JP Morgan threatens small depositors
Well done to Ron Lieber for calling bullshit on Chase’s PR spin:
Chase sure doesn’t sound happy. In a remarkable display of staying on message, it gave the same comment last week when The Wall Street Journal, CNN Money and the trade publication US Banker asked it to explain the reasoning for the new monthly fees.
“We don’t want to raise fees on our customers,” a company spokesman said. “But unfortunately, regulation is forcing us to do it. And as a result, some customers may end up unbanked.”
This statement is striking for a number of reasons, and the eye-popping earnings the bank announced on Friday don’t exactly make the company more worthy of sympathy. So I’ve spent the last week trying to figure out why I was so sure I did not believe it the instant I read it.
As Ron says, the Chase statement is trivially false: of course Chase wants to raise fees on its customers. That’s what it always wants. It already has the maximum amount of US retail bank accounts that it’s allowed — which means that it can’t increase earnings by becoming so attractive that more and more people flock to it. Instead, it would rather increase earnings by steadily culling the least profitable parts of its customer base, and replacing them with richer and more profitable depositors.
JP Morgan Chase CEO Jamie Dimon and CFO Doug Braunstein said on their earnings call today that roughly 5% of bank customers “may be pushed out of the banking system” as a result of the Durbin Amendment on debit interchange. Ron says he “sincerely doubts” that’ll happen — but I take it more as a threat than a forecast. Banks can kick out any customers they like — even embassies. The not-so-subtle implication here is that if the Consumer Financial Protection Bureau starts getting all bleeding-heart on America’s biggest banks by asking them not to gouge their poorest customers, then just maybe those poorest customers might find themselves with no bank at all.
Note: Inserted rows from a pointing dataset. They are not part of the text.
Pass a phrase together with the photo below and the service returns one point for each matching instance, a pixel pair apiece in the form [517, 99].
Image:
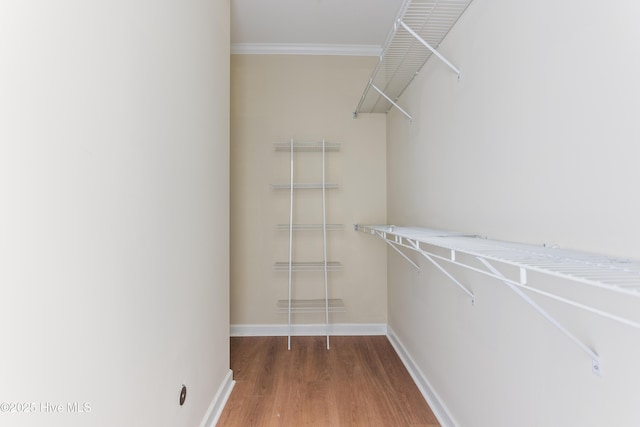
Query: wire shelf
[310, 306]
[305, 186]
[309, 227]
[611, 274]
[307, 266]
This is pretty evil, and I hope that the government doesn’t stand for it — especially when JP Morgan earned $17.4 billion this year. Is it fair to ask JP Morgan to use some tiny part of the profits from its investment banking, wealth management, and other businesses to cross-subsidise the cost of providing free banking for poorer customers? Frankly, yes, it is. It’s the least that they can do, given the billions they’re making from the Fed’s loose monetary policy and Treasury’s implicit backstop on the debts of too-big-to-fail institutions. But instead they’re pushing back, grubbing for every dollar they can extract from those who can least afford it. Shameful.